Based on the new parametrization, this paper also clarified how we should parametrize Kahler parameters in terms of the parameters in the corresponding gauge theory including Chern-Simons level and bare coupling. Many of the past literatures, including the ones studying (p,q) 5-brane webs, used different parametrization than this paper in order to make agreement with the IMS prepotential. Although the problem of the parametrization of this kind had been often confusing and controversial when we try to see the consistency between the gauge theory and the geometry or the 5-brane web, the logic in this paper looks consistent and plausible to me.

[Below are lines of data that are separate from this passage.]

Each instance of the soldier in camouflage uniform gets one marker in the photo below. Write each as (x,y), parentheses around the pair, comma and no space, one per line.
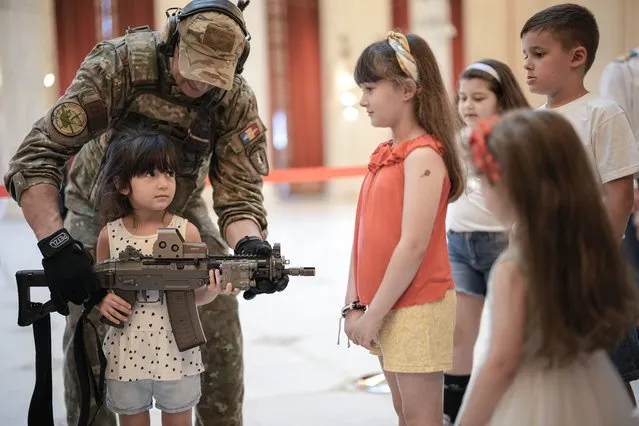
(189,91)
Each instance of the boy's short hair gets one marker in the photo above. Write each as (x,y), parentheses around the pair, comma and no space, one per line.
(571,24)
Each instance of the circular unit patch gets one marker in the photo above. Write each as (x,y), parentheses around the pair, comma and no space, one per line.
(69,119)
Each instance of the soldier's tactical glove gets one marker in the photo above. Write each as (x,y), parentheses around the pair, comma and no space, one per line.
(259,247)
(68,267)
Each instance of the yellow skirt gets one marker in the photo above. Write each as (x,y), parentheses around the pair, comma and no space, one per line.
(418,339)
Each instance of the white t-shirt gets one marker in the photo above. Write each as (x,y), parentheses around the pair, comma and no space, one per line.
(469,212)
(604,130)
(620,83)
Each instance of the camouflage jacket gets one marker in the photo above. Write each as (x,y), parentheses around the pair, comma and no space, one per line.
(127,82)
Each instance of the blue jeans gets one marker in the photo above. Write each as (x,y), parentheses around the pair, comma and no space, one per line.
(471,256)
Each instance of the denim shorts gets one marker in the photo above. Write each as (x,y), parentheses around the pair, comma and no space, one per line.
(625,355)
(471,256)
(171,396)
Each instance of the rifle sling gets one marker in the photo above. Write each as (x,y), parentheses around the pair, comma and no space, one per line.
(84,371)
(41,406)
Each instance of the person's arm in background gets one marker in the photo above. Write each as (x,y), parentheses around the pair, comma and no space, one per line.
(237,168)
(35,171)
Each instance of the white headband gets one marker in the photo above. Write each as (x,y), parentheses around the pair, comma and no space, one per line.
(485,68)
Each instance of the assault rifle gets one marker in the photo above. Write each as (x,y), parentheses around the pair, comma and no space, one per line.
(177,268)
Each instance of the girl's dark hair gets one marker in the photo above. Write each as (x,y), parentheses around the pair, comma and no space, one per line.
(507,90)
(580,294)
(433,109)
(131,153)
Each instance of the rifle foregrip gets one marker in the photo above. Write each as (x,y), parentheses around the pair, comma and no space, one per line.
(185,321)
(130,297)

This paper includes a lot of conceptual improvement about understanding five dimensional supersymmetric gauge theories from Calabi-Yau geometry as well as detailed analysis on the gauge theory phases. Therefore, I recommend this paper for publication after minor revision.

### Requested changes

1- It would be better to mention that the correction to the IMS prepotential made by this paper can be absorbed into the redefinition of the bare coupling as well as Chern-Simons level even for massive case if the gauge group is SU(N):

Since the authors proposed the correction to the IMS prepotential, the readers may wonder what would happen to all the past papers written based on the IMS prepotential. For example, in some of the past literatures (e.g. Aharony-Hanany-Kol) indeed used the IMS prepotential to show the agreement between its first derivative and the area of the face in the corresponding (p,q) 5-brane web diagram even for the massive case. They seem to use different parametrization than this paper, which is expected to be the difference of the parametrization related to the modification of the IMS prepotential. Therefore, agreement will still hold after modifying the parametrization.